Belajar dengan Gajah Mada

Minggu pagi yang cerah Ardi, Handi,
dan Dani berada di Candi Trowulan. Mereka merupakan siswa pilihan dari sebuah
SMP yang sedang melakukan tugas pengamatan untuk karya ilmiah remaja. Di tengah
keramaian orang yang sedang berwisata, mereka sibuk menyelesaikan laporannya.
“Tolooong,“ tiba-tiba terdengar suara Handi
berteriak minta tolong. Dani dan Ardi yang berada tidak jauh dari tempat itu
segera berlari menghampiri. Betapa kagetnya mereka berdua melihat Handi berada
di sebuah lubang dan hanya kelihatan tangannya. Dengan reflek Ardi dan Dani
menarik berusaha menolong Handi. Tapi “Aaahh…! terdengar teriakan keras dan
mereka bertiga terseret masuk ke lubang itu.
“Dimana kita??” Ardi bertanya sambil
menatap tembok sekelilingnya yang memancarkan kemilau keemasan.
“Tempat apa ini?” Handi dan Dani
bertanya hampir bersamaan.
Tiba-tiba, di hadapan mereka, muncul
laki-laki bertubuh kekar.
“Kalian bertiga saya panggil untuk
menemui leluhurmu!” laki-laki tegap itu berujar dengan penuh wibawa. Ketiga
anak itu terbelalak.
“Sii aa .. pa Bapak?” sambil gemetar
Handi memberanikan diri untuk bertanya.
“Aku yang berjanji tak akan makan
buah palapa sebelum Nusantara bersatu,” jawab laki-laki itu dengan mata tajam
menatap ke arah tiga anak yang masih ketakutan itu.
“Gaajah Maada …!” suara ketiganya
seperti tercekat.
“Ya benar akulah Gajah Mada yang
sejak muda berusaha keras berlatih untuk menjadi orang berguna,” suara
laki-laki itu dengan sangat berwibawa.
“Apa yang sudah kamu lakukan untuk
menyiapkan dirimu agar menjadi orang berguna,” mata laki-laki itu lekat menatap
Handi. Kemudian dia beralih memegang bahu Ardi dan Dani.
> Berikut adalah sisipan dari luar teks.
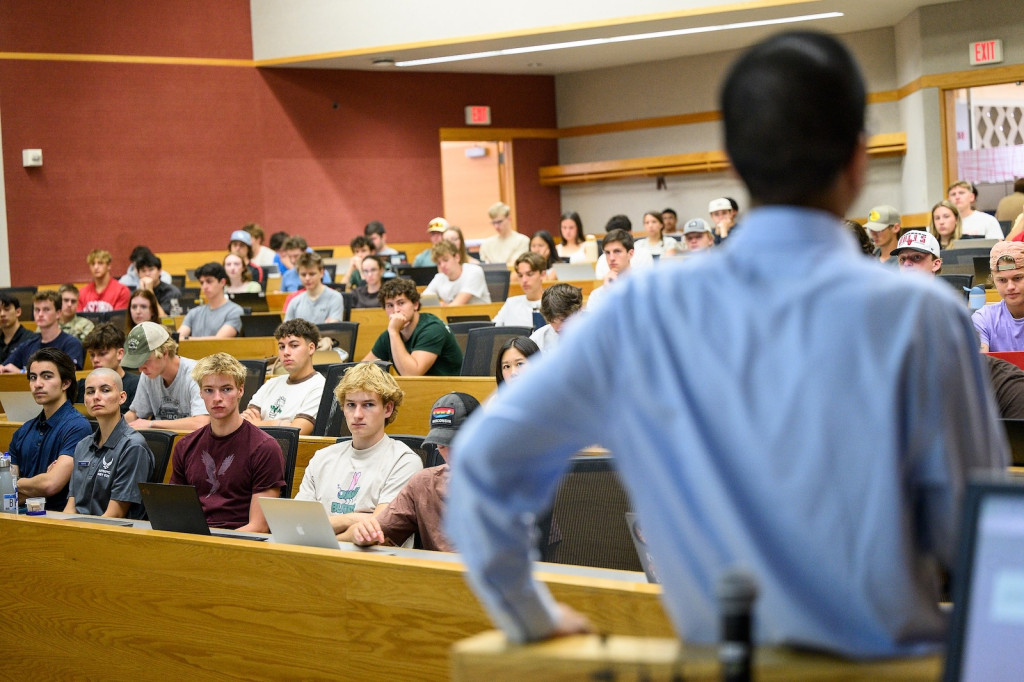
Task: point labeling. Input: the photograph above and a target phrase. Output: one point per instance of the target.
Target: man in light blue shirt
(792, 408)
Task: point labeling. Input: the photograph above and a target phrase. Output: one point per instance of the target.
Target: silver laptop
(18, 406)
(570, 271)
(298, 522)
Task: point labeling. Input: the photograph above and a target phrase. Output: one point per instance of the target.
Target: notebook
(18, 406)
(987, 625)
(176, 508)
(298, 522)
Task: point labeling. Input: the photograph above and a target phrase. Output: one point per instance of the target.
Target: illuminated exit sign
(479, 116)
(986, 51)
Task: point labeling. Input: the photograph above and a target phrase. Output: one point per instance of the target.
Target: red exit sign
(986, 51)
(477, 116)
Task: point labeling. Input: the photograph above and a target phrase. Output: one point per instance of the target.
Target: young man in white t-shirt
(358, 477)
(292, 399)
(518, 310)
(457, 283)
(973, 223)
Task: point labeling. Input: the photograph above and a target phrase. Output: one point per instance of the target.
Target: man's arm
(49, 482)
(183, 424)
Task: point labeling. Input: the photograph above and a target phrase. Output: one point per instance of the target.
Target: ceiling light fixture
(617, 39)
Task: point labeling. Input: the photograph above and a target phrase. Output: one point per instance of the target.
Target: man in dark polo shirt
(109, 464)
(43, 448)
(418, 343)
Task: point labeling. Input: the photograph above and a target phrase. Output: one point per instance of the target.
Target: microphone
(736, 591)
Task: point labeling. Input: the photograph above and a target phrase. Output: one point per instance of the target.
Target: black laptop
(986, 634)
(176, 508)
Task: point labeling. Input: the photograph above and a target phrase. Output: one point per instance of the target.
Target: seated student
(220, 317)
(44, 310)
(70, 322)
(103, 293)
(291, 399)
(518, 310)
(512, 357)
(558, 303)
(12, 332)
(167, 397)
(361, 247)
(357, 477)
(230, 462)
(698, 235)
(1000, 326)
(111, 463)
(295, 246)
(617, 248)
(367, 294)
(104, 345)
(418, 343)
(457, 283)
(435, 232)
(318, 303)
(43, 448)
(168, 296)
(420, 505)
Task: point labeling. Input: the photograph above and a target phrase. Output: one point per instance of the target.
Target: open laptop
(18, 406)
(298, 522)
(176, 508)
(987, 626)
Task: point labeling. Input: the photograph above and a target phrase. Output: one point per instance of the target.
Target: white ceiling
(858, 15)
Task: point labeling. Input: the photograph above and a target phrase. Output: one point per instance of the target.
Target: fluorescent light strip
(619, 39)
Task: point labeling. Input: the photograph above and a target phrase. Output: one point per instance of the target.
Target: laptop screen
(987, 631)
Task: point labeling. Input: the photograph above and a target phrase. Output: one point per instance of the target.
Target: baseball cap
(696, 225)
(918, 240)
(141, 341)
(448, 416)
(882, 217)
(241, 236)
(720, 204)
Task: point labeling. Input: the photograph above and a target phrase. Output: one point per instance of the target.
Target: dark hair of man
(103, 337)
(559, 301)
(574, 217)
(619, 222)
(65, 365)
(298, 328)
(360, 242)
(8, 301)
(310, 261)
(211, 269)
(804, 92)
(50, 295)
(278, 241)
(396, 287)
(521, 343)
(147, 259)
(620, 236)
(295, 242)
(552, 249)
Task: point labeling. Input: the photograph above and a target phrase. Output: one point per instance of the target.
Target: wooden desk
(373, 322)
(101, 602)
(489, 656)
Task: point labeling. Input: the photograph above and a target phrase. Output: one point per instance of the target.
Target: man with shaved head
(110, 463)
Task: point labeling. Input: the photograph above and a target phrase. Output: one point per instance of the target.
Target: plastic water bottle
(8, 487)
(976, 298)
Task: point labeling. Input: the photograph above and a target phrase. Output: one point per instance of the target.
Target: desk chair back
(288, 438)
(482, 345)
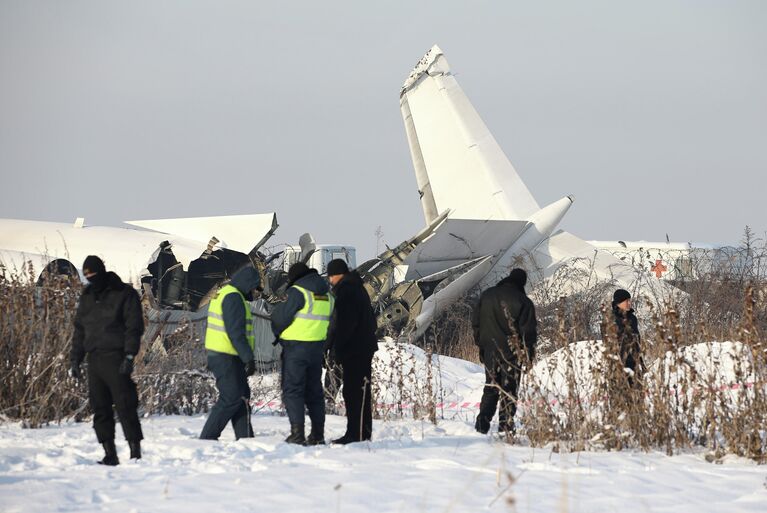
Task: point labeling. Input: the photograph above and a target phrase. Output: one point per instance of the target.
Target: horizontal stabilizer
(458, 240)
(449, 293)
(241, 233)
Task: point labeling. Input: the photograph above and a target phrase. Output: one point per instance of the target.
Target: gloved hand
(126, 367)
(75, 372)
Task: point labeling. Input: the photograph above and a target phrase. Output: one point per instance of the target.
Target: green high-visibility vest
(216, 338)
(311, 322)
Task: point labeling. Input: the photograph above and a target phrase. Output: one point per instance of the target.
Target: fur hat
(94, 264)
(518, 277)
(336, 267)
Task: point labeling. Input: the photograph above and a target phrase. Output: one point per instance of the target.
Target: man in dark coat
(505, 329)
(300, 325)
(627, 328)
(108, 326)
(352, 342)
(230, 354)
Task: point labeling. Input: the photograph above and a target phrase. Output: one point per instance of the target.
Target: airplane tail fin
(456, 158)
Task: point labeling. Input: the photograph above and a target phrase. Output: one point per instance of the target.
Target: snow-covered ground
(410, 466)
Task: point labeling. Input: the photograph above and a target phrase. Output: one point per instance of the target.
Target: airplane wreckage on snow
(481, 221)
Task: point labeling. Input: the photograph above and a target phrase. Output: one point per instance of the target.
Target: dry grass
(577, 398)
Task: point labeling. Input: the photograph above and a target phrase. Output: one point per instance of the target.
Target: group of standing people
(505, 330)
(312, 325)
(320, 321)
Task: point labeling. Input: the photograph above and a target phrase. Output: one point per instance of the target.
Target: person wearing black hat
(352, 342)
(300, 324)
(628, 333)
(107, 329)
(505, 329)
(229, 341)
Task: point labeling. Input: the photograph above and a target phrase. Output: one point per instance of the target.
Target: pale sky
(653, 114)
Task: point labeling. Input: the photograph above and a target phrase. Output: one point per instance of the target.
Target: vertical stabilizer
(458, 164)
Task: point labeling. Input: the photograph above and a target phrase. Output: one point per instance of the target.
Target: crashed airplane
(481, 218)
(156, 256)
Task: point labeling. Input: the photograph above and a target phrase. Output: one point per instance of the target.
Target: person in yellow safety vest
(301, 325)
(230, 342)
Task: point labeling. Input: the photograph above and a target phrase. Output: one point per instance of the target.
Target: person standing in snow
(505, 329)
(107, 329)
(628, 334)
(352, 342)
(301, 325)
(229, 341)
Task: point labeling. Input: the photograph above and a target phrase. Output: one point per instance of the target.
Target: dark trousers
(107, 387)
(233, 398)
(359, 405)
(302, 381)
(333, 380)
(501, 383)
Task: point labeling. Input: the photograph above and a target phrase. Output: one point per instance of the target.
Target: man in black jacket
(230, 341)
(108, 328)
(352, 342)
(301, 327)
(628, 333)
(505, 329)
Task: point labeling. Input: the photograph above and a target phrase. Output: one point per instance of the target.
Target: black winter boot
(346, 439)
(316, 436)
(135, 446)
(110, 454)
(482, 424)
(296, 435)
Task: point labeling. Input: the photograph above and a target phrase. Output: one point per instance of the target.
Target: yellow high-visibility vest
(216, 338)
(311, 322)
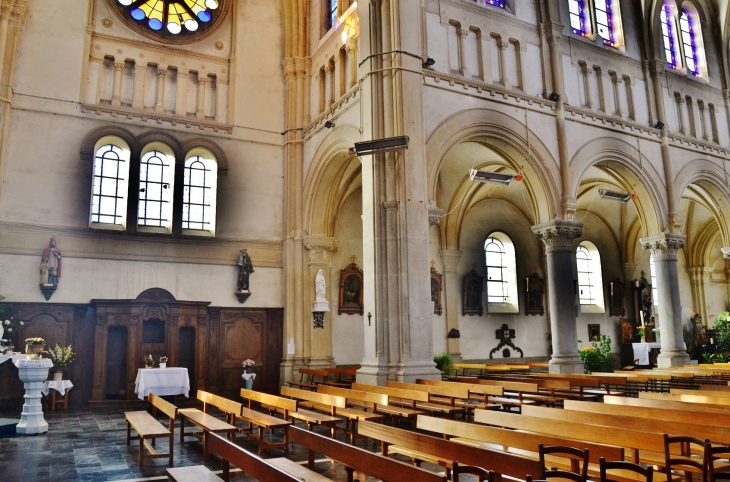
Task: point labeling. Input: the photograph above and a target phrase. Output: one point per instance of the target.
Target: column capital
(558, 235)
(451, 258)
(664, 246)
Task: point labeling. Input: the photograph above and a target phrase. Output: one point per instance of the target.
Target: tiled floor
(90, 446)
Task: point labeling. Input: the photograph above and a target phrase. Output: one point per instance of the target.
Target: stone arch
(651, 195)
(501, 132)
(712, 179)
(330, 180)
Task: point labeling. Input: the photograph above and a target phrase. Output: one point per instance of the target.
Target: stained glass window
(156, 177)
(580, 17)
(199, 192)
(668, 18)
(177, 16)
(109, 187)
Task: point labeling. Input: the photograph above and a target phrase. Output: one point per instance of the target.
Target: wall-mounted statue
(245, 268)
(50, 269)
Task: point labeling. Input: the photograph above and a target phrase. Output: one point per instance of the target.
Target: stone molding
(451, 258)
(558, 235)
(664, 246)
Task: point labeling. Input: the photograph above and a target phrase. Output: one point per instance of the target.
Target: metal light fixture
(378, 146)
(491, 177)
(619, 196)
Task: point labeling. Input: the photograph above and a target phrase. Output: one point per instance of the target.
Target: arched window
(199, 193)
(110, 184)
(682, 35)
(590, 280)
(156, 185)
(501, 274)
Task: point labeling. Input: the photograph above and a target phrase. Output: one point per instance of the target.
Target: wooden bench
(334, 406)
(289, 409)
(445, 403)
(208, 423)
(516, 442)
(376, 402)
(450, 454)
(147, 427)
(357, 459)
(266, 422)
(274, 470)
(344, 377)
(313, 382)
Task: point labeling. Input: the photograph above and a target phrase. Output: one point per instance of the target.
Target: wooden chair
(718, 467)
(647, 471)
(686, 458)
(577, 473)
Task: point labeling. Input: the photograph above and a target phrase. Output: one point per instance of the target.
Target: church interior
(284, 196)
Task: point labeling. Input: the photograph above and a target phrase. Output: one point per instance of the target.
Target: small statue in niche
(245, 268)
(50, 269)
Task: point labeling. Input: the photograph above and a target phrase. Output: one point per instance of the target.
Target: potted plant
(34, 347)
(62, 357)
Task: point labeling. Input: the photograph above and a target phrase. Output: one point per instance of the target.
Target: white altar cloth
(162, 381)
(641, 351)
(60, 386)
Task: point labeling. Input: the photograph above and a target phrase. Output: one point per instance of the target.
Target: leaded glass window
(669, 33)
(156, 177)
(110, 183)
(495, 253)
(199, 192)
(177, 17)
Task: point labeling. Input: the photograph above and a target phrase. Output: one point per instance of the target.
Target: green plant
(444, 363)
(722, 331)
(598, 356)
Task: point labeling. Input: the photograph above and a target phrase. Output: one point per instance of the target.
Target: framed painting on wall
(351, 288)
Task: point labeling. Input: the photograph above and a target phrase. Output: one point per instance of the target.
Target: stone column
(117, 89)
(161, 73)
(463, 33)
(558, 238)
(33, 373)
(664, 247)
(451, 259)
(202, 81)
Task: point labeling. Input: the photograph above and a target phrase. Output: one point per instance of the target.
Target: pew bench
(208, 423)
(148, 427)
(289, 409)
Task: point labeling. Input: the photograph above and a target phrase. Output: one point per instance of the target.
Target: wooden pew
(448, 453)
(512, 441)
(689, 427)
(147, 427)
(334, 406)
(208, 423)
(357, 459)
(313, 375)
(652, 442)
(677, 415)
(274, 470)
(376, 402)
(289, 409)
(450, 394)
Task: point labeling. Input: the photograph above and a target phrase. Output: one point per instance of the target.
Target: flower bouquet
(149, 362)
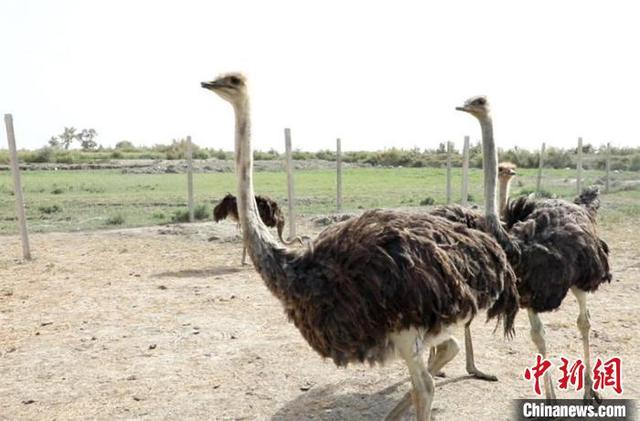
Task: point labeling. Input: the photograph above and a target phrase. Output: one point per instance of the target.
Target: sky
(376, 74)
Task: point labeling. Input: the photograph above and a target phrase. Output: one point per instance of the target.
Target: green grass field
(85, 200)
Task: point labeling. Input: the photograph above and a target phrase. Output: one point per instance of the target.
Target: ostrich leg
(537, 335)
(422, 382)
(471, 365)
(438, 358)
(584, 326)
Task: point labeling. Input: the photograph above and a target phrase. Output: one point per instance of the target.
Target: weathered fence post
(190, 178)
(338, 175)
(579, 167)
(17, 187)
(465, 172)
(540, 165)
(449, 147)
(608, 167)
(289, 165)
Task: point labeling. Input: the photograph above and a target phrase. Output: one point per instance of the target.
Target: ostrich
(560, 251)
(270, 214)
(380, 283)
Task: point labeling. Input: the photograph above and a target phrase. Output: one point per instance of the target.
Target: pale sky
(377, 74)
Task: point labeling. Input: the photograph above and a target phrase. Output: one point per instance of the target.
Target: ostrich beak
(211, 85)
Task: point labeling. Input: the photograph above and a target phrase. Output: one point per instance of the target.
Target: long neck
(490, 167)
(263, 249)
(505, 184)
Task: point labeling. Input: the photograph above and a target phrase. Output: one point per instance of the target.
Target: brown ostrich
(270, 214)
(383, 283)
(560, 251)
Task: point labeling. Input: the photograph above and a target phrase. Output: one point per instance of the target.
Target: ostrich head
(478, 106)
(506, 171)
(231, 87)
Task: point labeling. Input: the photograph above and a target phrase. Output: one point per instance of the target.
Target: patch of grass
(158, 215)
(112, 192)
(200, 212)
(429, 201)
(116, 219)
(50, 209)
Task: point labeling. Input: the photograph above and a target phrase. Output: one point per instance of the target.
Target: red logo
(605, 374)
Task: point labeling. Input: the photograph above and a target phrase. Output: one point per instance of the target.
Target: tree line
(59, 150)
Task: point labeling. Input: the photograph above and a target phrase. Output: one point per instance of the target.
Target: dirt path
(160, 323)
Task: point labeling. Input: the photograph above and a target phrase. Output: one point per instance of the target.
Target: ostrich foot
(482, 376)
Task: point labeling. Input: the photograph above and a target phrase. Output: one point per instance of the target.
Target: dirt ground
(161, 323)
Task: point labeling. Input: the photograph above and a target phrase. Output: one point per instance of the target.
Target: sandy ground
(160, 323)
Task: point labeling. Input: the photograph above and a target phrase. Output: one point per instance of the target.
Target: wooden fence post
(190, 178)
(579, 167)
(17, 187)
(465, 172)
(540, 165)
(338, 175)
(449, 147)
(290, 195)
(608, 167)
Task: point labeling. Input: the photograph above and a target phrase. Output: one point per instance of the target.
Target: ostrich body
(270, 214)
(559, 251)
(377, 284)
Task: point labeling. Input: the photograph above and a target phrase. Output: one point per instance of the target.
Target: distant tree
(67, 136)
(86, 138)
(126, 145)
(54, 142)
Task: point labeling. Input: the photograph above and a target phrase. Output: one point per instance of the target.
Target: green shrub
(116, 219)
(50, 209)
(429, 201)
(635, 163)
(200, 212)
(41, 155)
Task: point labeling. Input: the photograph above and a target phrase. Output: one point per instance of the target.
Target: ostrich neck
(490, 167)
(505, 185)
(264, 251)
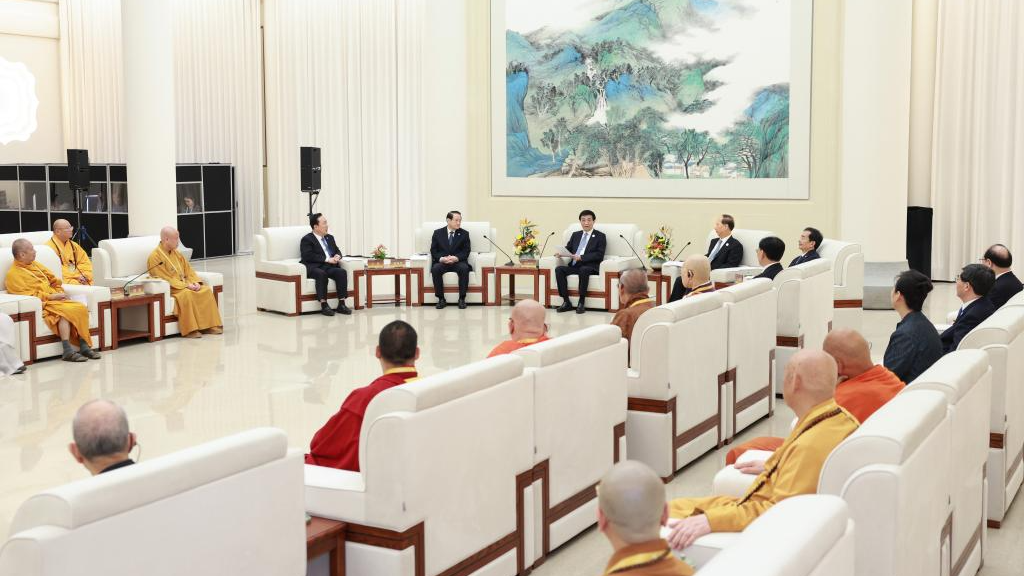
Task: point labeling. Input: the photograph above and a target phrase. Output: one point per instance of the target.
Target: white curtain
(346, 77)
(978, 149)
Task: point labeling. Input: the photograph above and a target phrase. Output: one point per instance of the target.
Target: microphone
(510, 262)
(543, 248)
(642, 264)
(676, 257)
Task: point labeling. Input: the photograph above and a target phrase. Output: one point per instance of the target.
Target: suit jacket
(311, 252)
(439, 246)
(1006, 287)
(913, 347)
(812, 255)
(594, 253)
(729, 256)
(973, 316)
(770, 272)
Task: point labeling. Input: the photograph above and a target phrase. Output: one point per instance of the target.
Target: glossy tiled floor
(293, 373)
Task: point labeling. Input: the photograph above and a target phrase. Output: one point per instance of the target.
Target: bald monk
(64, 317)
(337, 444)
(76, 265)
(631, 511)
(633, 298)
(526, 326)
(863, 386)
(195, 303)
(794, 468)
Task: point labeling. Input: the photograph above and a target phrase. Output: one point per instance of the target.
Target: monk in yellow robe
(793, 469)
(75, 263)
(195, 303)
(65, 317)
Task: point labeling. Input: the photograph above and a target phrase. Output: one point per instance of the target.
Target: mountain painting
(647, 89)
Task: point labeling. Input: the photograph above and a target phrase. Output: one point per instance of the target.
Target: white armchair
(603, 289)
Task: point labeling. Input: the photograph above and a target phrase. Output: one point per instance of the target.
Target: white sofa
(602, 292)
(677, 379)
(848, 266)
(116, 261)
(37, 341)
(579, 427)
(481, 256)
(1001, 337)
(228, 506)
(446, 476)
(801, 536)
(282, 285)
(752, 310)
(805, 312)
(966, 379)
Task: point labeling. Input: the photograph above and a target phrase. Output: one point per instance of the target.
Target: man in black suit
(322, 257)
(973, 284)
(724, 251)
(586, 252)
(450, 252)
(998, 258)
(770, 251)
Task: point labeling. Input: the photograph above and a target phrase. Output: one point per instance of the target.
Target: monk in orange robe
(863, 386)
(526, 326)
(337, 444)
(65, 317)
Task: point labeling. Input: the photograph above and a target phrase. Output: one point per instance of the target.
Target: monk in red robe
(863, 387)
(337, 444)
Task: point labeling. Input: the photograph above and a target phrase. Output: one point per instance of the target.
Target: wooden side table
(119, 335)
(323, 536)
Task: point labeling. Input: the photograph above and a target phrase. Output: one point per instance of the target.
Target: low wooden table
(540, 286)
(150, 301)
(325, 536)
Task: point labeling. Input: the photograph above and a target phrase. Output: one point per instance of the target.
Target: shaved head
(631, 498)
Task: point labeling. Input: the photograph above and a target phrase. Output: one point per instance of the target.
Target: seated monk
(64, 317)
(793, 469)
(337, 444)
(526, 327)
(631, 511)
(195, 304)
(863, 386)
(76, 265)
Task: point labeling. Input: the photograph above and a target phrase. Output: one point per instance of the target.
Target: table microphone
(642, 264)
(510, 262)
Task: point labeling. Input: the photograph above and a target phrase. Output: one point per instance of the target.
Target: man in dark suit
(770, 251)
(914, 345)
(974, 282)
(810, 241)
(998, 258)
(322, 257)
(586, 249)
(450, 252)
(724, 251)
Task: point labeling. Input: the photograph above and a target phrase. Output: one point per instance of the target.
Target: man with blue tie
(322, 257)
(586, 249)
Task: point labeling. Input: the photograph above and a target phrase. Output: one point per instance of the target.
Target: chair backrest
(810, 535)
(579, 398)
(891, 474)
(187, 512)
(616, 246)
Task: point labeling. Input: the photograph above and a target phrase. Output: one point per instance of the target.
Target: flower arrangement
(525, 241)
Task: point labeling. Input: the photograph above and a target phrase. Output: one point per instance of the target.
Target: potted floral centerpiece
(525, 243)
(658, 247)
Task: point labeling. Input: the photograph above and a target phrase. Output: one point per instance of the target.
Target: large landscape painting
(660, 97)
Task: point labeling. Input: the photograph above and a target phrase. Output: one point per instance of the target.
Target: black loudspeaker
(919, 239)
(309, 168)
(78, 168)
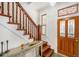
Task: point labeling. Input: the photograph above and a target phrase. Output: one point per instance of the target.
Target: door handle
(76, 40)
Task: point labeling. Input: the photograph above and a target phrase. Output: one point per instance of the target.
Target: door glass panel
(43, 30)
(71, 26)
(62, 28)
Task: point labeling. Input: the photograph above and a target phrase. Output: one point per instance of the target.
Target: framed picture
(62, 28)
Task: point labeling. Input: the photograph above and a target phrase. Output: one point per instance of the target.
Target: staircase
(25, 25)
(46, 50)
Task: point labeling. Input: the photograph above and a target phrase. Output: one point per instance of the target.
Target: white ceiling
(38, 5)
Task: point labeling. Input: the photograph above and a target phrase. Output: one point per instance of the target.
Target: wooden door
(72, 35)
(61, 35)
(68, 44)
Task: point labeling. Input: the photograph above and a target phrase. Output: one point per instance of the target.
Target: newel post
(39, 32)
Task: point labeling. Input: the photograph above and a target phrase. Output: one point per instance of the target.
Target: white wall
(31, 11)
(9, 32)
(51, 30)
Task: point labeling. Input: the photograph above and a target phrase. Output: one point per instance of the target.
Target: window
(43, 23)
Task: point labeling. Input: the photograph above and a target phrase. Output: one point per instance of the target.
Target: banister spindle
(28, 26)
(16, 13)
(2, 7)
(23, 21)
(20, 18)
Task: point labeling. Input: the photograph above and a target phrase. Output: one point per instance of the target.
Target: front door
(69, 44)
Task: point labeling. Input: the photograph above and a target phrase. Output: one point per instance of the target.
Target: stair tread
(45, 48)
(48, 53)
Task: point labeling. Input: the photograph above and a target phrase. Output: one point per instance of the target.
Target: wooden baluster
(23, 21)
(28, 25)
(2, 8)
(19, 25)
(1, 49)
(8, 8)
(30, 29)
(39, 30)
(16, 13)
(25, 25)
(12, 12)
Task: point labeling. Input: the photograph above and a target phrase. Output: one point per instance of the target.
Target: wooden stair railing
(18, 15)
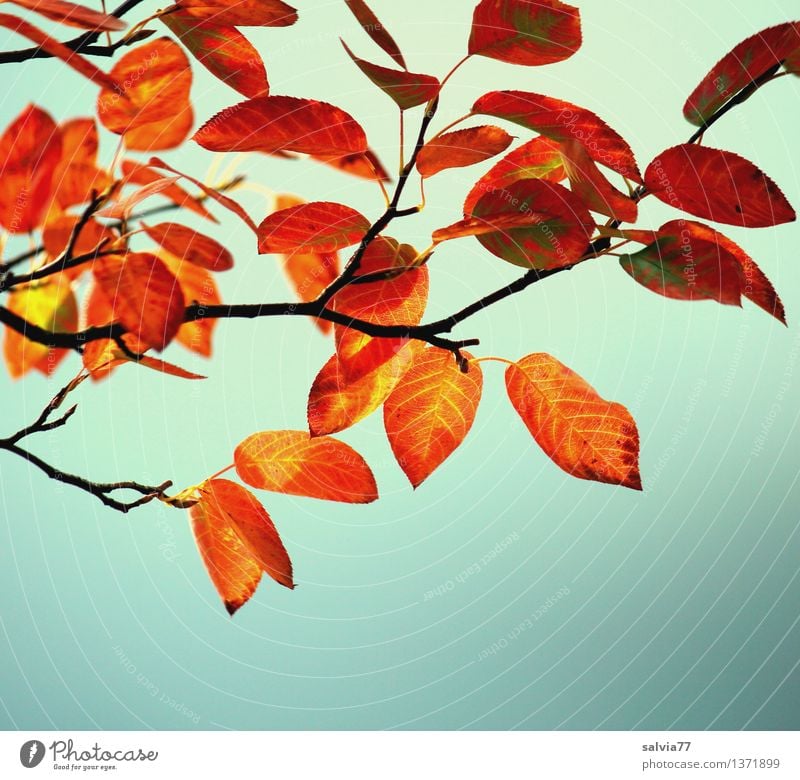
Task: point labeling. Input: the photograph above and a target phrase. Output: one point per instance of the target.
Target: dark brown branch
(102, 490)
(83, 44)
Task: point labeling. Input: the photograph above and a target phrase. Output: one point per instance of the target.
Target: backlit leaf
(275, 123)
(536, 159)
(430, 411)
(237, 540)
(223, 50)
(406, 89)
(190, 245)
(588, 437)
(51, 305)
(525, 32)
(379, 34)
(311, 227)
(242, 13)
(563, 121)
(717, 185)
(461, 148)
(740, 67)
(686, 268)
(292, 462)
(144, 295)
(336, 402)
(30, 149)
(531, 223)
(150, 107)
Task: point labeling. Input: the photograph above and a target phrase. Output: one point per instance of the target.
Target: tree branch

“Saya berusaha menjadi juara kelas
dengan belajar tiap hari,” Ardi menjawab agak terbata-bata.
“Saya belajar tiap malam sehingga
saya selalu rangking satu di sekolah,” Handi menyahut.
“Saya les semua mata pelajaran
sehingga selalu mendapat prestasi Matematika tertinggi di kelasku,” Dani
menimpali jawaban teman-temannya.
“Belum cukup, kalian semua harus
menambahkan jawaban lagi dengan benar untuk dapat dikembalikan ke tempat
semula,” laki-laki itu semakin mendekat. Ketiga anak itu berpikir keras untuk
mengungkapkan hal terbaik apa yang telah diperbuat selama ini. Setelah satu jam
berpikir keras Handi membuka pembicaraan.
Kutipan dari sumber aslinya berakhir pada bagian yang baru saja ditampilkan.